Nu zijn nieuwe tijdschriften eigenlijk het laatste wat we nodig hebben. Er wordt al meer gepubliceerd dan we kunnen lezen, en nog een tijdschrift maakt de eindeloze stroom artikelen alleen maar groter.

Toch ben ik blij dat het EHMH er komt. Het is een tijdschrift met een missie: meer ruimte voor de geschiedenis van niet-Engelstalige landen. In de huidige historische tijdschriften zijn Groot-Brittannië en de Verenigde Staten nogal oververtegenwoordigd. Een belangrijke reden daarvoor is de dominantie van het Engels. Wetenschappers spreken en schrijven vooral in het Engels. Dat is handig om elkaar te begrijpen. Maar het maakt ook dat alles wat uit Engelstalige landen komt, belangrijker lijkt — terwijl de geschiedenis van Engeland niet per se interessanter is dan die van Roemenië, Hongarije of Italië.
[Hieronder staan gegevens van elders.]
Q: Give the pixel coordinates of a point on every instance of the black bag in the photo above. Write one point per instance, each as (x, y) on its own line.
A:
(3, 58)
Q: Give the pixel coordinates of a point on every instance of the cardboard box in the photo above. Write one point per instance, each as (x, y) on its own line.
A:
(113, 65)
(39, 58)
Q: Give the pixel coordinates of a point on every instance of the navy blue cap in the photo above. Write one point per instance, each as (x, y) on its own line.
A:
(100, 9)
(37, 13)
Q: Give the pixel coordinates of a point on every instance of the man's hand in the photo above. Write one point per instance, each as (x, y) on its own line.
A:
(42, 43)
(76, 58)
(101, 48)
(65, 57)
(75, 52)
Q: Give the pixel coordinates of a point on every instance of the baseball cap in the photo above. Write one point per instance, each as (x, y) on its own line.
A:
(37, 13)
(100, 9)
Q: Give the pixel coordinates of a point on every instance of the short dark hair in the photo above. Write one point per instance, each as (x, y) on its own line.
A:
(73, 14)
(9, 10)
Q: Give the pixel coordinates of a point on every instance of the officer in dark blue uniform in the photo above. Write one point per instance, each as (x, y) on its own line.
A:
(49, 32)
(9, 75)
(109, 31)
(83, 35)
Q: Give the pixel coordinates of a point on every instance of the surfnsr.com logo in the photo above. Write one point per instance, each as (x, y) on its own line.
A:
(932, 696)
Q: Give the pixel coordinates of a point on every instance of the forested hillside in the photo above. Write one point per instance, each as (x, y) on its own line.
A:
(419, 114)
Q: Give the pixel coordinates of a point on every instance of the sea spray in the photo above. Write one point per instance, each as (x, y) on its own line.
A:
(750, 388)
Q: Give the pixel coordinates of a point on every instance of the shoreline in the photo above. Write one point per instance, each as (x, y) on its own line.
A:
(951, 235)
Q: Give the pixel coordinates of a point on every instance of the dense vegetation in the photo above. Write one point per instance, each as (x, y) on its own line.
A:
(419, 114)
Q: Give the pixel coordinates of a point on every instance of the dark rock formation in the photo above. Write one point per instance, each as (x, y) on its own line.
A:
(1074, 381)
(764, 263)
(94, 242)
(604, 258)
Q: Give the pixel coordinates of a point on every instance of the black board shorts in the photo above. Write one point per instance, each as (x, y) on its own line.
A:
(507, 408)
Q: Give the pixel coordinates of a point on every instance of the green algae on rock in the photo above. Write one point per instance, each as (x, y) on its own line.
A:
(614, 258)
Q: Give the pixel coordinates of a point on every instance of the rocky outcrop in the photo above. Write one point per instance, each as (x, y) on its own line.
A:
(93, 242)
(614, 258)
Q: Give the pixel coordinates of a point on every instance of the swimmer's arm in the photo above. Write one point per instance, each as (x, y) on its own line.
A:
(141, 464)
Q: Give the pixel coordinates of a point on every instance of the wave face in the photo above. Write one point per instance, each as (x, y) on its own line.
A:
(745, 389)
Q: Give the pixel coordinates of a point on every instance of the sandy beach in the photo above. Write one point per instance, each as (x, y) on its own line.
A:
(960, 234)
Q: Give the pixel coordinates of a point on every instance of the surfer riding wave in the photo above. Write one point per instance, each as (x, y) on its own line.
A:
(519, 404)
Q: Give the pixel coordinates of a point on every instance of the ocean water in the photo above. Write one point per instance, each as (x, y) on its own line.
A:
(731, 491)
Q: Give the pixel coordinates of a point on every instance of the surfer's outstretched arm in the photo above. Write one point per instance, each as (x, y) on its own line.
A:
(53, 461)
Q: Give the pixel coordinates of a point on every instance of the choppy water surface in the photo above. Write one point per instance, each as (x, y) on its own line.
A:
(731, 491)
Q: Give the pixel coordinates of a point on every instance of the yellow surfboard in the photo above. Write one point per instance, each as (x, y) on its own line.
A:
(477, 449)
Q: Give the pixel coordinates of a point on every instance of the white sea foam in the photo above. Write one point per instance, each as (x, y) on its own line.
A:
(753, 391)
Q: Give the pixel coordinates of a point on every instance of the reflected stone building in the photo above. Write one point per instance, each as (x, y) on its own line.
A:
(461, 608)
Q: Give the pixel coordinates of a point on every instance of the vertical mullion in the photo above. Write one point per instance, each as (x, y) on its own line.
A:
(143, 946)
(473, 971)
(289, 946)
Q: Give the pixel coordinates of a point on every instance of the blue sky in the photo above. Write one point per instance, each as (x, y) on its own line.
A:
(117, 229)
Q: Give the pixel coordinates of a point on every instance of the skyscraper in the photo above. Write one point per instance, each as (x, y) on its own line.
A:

Maar omdat Britse en Amerikaanse historici toevallig in het Engels schrijven, is hun geschiedenis de norm geworden. Historici uit andere landen moeten voortdurend uitleggen waarom hún geschiedenis óók interessant zou zijn. En dat moet dan ook nog in perfect Engels. Want een artikel met taalfouten of kromme formuleringen wordt door de meeste Engelstalige tijdschriften onmiddellijk retour gestuurd naar de auteur, met de opdracht het stuk eerst maar eens goed te laten redigeren. Daar is in minder rijke landen vaak geen geld voor (net als, trouwens, in stinkend rijke landen die iedere derde dinsdag in september weer verder bezuinigen op hun universiteiten).

De verfrissende oplossing van het EHMH: onderzoekers mogen artikelen indienen in alle Europese talen. Een uitstekende manier, natuurlijk, om te zorgen dat in het tijdschrift ook daadwerkelijk álle Europese landen aan bod komen. Pas na een eerste beoordeling wordt het artikel vertaald in het Engels. Na verdere beoordeling wordt het dan ook in het Engels gepubliceerd. Met een samenvatting in twee talen, en, eventueel, het volledige manuscript in de oorspronkelijke taal, op de website. Zo bereikt de auteur een breed publiek, nationaal en internationaal, terwijl die gewoon in de moedertaal kan schrijven.

Je taart hebben en hem opeten: het kan dus toch.